A Rushmore Round-Up for President’s Day


GEORGE WASHINGTON

It’s President’s Day.  Liberals ask themselves if their favorite politicians are as great as FDR (despite the tyrannical, racist FDR doing things like putting a young George Takei in a prison camp along with over 100,000 innocents – a move that makes the 171 remaining Gitmo prisoners seized on the battlefield seem like a minor issue in comparison, so spare me your Bush-is-evil, FDR-was-great hypocrisy).  Conservatives ask themselves if their favorite politicians are as great as Reagan (though even Reagan, for all his good points, did not actually succeed in making government smaller). 

But if we want to aim a bit higher – if we want our next president to be someone like Washington who is plainly more freedom-loving than power-seeking – we have to vote for Ron Paul.  Or you have to tell me, whether you style yourself a Democrat or a Republican, how you first became a socialist. 

THOMAS JEFFERSON

Want to see Thomas Jefferson and his Founder pals using flying machines that never existed – and weapons based on real eighteenth-century semi-science – to battle such menaces as Hessian werewolves (and New Orleans zombies, just in time for Mardi Gras)?  Check out Paul Taylor’s “teapunk” e-novella The Burr Conspiracies for next to nothing on Amazon.

THEODORE ROOSEVELT

One of many benefits to attending a Phillips Foundation Fellows event on Friday was that I got a copy of a swell Regnery Books volume about TR called Bully! – a title I consider fitting in more ways than one, since TR was a profoundly evil man bent on violence and racist conquest, not to mention co-founder, really (along with Woodrow Wilson), of the centralizing, authoritarian, corporatist impulse called Progressivism that remains the primary source of
our woes, especially in the past five years.  That he is an inspiration to today’s petty authoritarians such as David Brooks only makes the past century of American history that much more tragic. 
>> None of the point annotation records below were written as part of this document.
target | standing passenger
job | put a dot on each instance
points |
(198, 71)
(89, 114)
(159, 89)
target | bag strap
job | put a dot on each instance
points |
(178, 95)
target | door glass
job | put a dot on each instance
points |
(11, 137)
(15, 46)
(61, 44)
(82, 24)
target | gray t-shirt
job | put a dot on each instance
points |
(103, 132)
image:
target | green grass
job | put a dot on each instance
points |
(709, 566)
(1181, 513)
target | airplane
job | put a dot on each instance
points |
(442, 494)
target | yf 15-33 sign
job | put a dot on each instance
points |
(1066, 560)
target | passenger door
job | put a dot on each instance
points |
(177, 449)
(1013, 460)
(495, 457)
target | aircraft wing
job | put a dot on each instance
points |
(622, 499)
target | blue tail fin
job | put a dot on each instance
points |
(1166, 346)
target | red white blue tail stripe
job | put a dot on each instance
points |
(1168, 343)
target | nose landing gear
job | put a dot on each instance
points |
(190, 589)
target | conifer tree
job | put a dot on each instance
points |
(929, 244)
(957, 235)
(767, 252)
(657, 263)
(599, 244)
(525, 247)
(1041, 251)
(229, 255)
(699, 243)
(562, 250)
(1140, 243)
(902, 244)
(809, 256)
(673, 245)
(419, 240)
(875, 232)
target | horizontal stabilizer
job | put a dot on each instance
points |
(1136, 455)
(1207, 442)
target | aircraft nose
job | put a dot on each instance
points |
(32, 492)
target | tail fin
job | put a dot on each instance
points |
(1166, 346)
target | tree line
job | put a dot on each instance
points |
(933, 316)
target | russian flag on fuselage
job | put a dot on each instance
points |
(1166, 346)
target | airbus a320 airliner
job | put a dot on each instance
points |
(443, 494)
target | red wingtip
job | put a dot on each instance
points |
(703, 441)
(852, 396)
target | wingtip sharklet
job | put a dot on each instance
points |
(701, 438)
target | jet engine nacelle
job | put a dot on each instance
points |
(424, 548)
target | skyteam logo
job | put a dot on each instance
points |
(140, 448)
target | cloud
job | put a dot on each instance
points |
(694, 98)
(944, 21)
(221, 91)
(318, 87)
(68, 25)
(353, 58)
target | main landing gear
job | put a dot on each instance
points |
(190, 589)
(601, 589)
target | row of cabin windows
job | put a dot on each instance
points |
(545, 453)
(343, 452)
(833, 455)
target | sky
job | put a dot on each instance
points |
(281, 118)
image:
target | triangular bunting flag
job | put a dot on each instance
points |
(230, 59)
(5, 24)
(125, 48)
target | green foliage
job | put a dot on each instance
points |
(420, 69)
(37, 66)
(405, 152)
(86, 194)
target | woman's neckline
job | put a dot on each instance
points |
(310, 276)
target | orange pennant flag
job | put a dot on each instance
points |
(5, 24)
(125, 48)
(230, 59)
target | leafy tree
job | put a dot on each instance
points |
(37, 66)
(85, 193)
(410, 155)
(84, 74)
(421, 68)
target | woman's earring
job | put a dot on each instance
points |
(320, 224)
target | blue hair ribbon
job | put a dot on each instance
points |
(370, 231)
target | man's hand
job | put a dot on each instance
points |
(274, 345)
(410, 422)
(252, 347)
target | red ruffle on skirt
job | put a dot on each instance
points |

But there are fantastic cartoons in the book!  Author Rick Marschall treats them with the respect they deserve as historical texts, something geeks who love both politics and cartoons (like me and the aforementioned Paul Taylor) can appreciate.  Check it out and get Nast-y.  Ha!

Friday, by the way, also took me to Williamsburg (which I always regard as research now, as I prepare the impending Williamsburg bar events) to see the band Blonde Valhalla, who sound from the name as if they should be almost as fascistic/eugenic as TR himself but were in fact very pleasant in the synth-and-hipness way for which Williamsburg has become known (my thanks to fellow Fellow Maura O’Connor for the suggestion).  Things took a bit more of a TR turn, though, when some bearded drunk guy at the bar started accusing me of elbowing him and sounded about ready for a fight. 

I would never deliberately harm anyone, not even a bearded drunk guy (and I’ve known one or two), but he might well have been frightened off if he’d known he was talking to a man who was carrying not one but two copies of Bully! at the time. 

LINCOLN

You keep thinking society is putting racism behind it, and then you see something like that new McDonald’s ad that has nothing but East Asians in it, for no good reason other than that McDonald’s always seems to handle ethnic diversity by putting all the non-whites in one ad each year (as if they reached the end of the business year and then realized “We forgot to put black people in the ads again this year!  Throw something together we can air in Detroit!”).  It beats internment camps, but as a society, we still have some work to do in the subtlety department.

Lionizing the (also authoritarian) Abe Lincoln might, in its roundabout way, help to combat racism, but the upcoming film Abraham Lincoln: Vampire Hunter sure doesn’t look like it’s going to help in the subtlety department.  I’ve still got a dozen geek movies to see this year, so I’m skipping this one. 

Clearly, I should have done that movie about TR’s real-life friendship with Bram Stoker when I first had the idea.  Call me, Hollywood.  (It’s got secret societies and everything – history is nuts.)